This made it difficult to look at the code. It also uses a previously unknown vulnerability in Android that allowed it to take control of and maintain a foothold on infected Android devices. Kaspersky has contacted Google regarding the malware and the alleged vulnerabilities in Android. The malware, dubbed Backdoor.AndroidOS.Obad.a, is described as a “multi function Trojan.” It is an SMS Trojan, whichsends short message service (SMS) messages to premium numbers. SMS Trojans are the most common form of mobile malware.
According to the report, the Obad authors discovered and exploited a previously unknown vulnerability in the Android OS relating to how Android processes a file called AndroidManifest.xml, a standard component of all applications that describes the application’s structure and operation to the operating system. According to Kaspersky, Obad ”modifies AndroidManifest.xml in such a way that it does not comply with Google standards, but is still correctly processed on a smartphone.”

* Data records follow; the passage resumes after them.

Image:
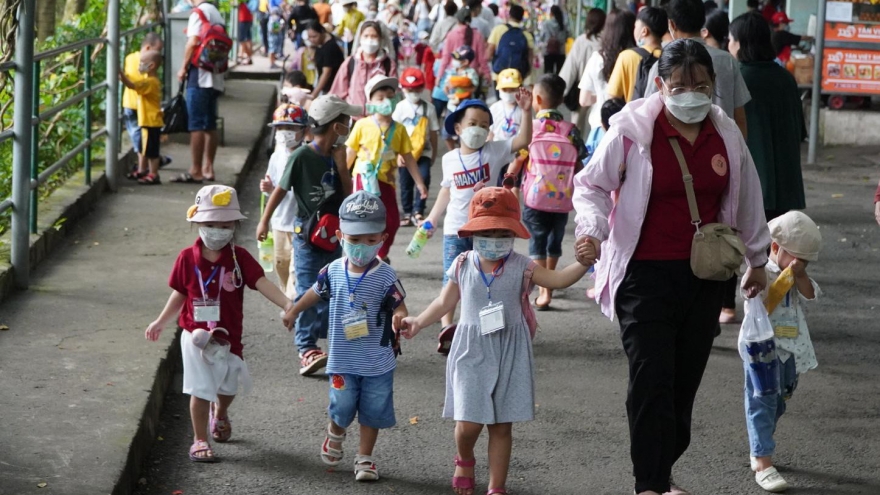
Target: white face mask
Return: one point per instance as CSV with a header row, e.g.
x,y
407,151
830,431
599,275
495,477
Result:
x,y
215,239
493,248
690,107
474,137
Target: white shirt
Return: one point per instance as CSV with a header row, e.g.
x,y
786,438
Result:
x,y
285,213
193,28
461,172
594,81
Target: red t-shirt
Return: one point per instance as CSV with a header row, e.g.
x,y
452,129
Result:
x,y
667,232
183,279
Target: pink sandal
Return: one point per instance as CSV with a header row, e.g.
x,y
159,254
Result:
x,y
464,482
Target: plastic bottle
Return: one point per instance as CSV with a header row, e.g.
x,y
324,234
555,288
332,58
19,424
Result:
x,y
420,238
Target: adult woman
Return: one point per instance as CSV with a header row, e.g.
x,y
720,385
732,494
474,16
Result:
x,y
617,36
372,55
576,61
328,56
667,315
775,116
553,36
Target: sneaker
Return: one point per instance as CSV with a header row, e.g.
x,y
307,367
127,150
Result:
x,y
770,480
312,361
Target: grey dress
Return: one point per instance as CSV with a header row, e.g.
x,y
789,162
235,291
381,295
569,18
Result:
x,y
490,378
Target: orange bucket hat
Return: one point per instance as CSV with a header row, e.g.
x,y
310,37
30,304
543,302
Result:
x,y
494,208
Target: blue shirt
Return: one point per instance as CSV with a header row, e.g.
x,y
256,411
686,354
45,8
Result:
x,y
364,356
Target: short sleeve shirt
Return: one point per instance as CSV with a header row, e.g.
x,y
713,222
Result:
x,y
375,147
183,279
462,172
364,356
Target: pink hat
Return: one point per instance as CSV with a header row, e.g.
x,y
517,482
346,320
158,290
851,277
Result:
x,y
215,204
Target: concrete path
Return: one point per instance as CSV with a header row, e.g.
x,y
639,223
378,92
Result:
x,y
77,379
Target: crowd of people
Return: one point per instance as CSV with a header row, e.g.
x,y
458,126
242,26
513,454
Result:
x,y
683,143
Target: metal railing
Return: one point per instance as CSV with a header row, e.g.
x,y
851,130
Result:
x,y
27,117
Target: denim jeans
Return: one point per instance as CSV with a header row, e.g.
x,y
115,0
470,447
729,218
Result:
x,y
762,413
409,195
307,262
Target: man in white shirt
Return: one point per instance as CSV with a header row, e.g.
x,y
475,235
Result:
x,y
202,90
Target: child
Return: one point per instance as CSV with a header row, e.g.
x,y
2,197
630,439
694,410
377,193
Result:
x,y
376,148
547,225
208,282
796,242
420,121
364,296
150,117
289,121
468,169
490,369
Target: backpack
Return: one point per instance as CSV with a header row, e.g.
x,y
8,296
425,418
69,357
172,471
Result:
x,y
512,52
645,65
549,178
212,54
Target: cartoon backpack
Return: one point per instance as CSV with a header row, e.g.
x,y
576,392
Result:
x,y
549,178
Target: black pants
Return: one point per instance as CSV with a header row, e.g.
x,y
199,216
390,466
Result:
x,y
667,323
553,63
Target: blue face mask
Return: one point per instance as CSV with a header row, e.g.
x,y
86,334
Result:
x,y
360,254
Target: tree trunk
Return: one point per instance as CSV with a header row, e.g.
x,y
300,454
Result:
x,y
45,19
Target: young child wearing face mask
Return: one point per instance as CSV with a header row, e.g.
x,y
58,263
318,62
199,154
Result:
x,y
207,283
377,146
468,169
420,120
289,121
364,295
490,369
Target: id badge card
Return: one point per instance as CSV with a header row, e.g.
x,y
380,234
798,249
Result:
x,y
355,325
492,318
206,310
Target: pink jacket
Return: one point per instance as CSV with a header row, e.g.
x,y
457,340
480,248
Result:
x,y
615,217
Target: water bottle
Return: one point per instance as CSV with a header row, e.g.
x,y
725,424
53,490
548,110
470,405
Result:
x,y
420,238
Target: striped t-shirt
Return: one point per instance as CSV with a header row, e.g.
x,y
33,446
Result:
x,y
363,356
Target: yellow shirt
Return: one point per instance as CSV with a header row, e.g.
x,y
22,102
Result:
x,y
622,82
149,97
367,139
130,68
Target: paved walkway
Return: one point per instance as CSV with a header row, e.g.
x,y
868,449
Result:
x,y
75,371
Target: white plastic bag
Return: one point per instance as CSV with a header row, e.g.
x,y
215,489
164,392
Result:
x,y
757,347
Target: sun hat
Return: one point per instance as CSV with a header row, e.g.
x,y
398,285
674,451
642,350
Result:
x,y
494,208
327,108
362,213
509,79
797,234
378,82
215,203
452,118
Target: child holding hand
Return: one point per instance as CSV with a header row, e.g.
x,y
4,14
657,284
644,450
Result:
x,y
490,369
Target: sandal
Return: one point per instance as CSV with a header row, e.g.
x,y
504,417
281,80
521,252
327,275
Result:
x,y
187,178
365,468
201,447
329,455
221,428
464,482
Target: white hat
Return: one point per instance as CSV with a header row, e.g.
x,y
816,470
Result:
x,y
379,82
797,234
327,108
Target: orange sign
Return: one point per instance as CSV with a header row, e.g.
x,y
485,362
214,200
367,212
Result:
x,y
851,71
842,31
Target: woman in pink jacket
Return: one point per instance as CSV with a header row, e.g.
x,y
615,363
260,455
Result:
x,y
372,56
631,202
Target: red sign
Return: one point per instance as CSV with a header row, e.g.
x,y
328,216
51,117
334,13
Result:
x,y
851,71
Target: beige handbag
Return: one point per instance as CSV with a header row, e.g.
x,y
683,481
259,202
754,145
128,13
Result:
x,y
717,252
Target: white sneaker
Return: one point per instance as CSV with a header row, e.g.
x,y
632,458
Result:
x,y
770,480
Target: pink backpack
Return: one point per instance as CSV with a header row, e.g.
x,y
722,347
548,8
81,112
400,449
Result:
x,y
549,177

A second vulnerability allowed Obad’s authors to obtain extended Device Administrator privileges on infected devices, without appearing on the list of applications which have such privileges. As a result, Unuchek said that it wasn’t possible to delete Obad from the infected Android device after it gained the extended privileges.
Obad malware collects a wealth of information from the device, which is passed back to Internet-based command and control (C&C) servers, Kaspsersky said.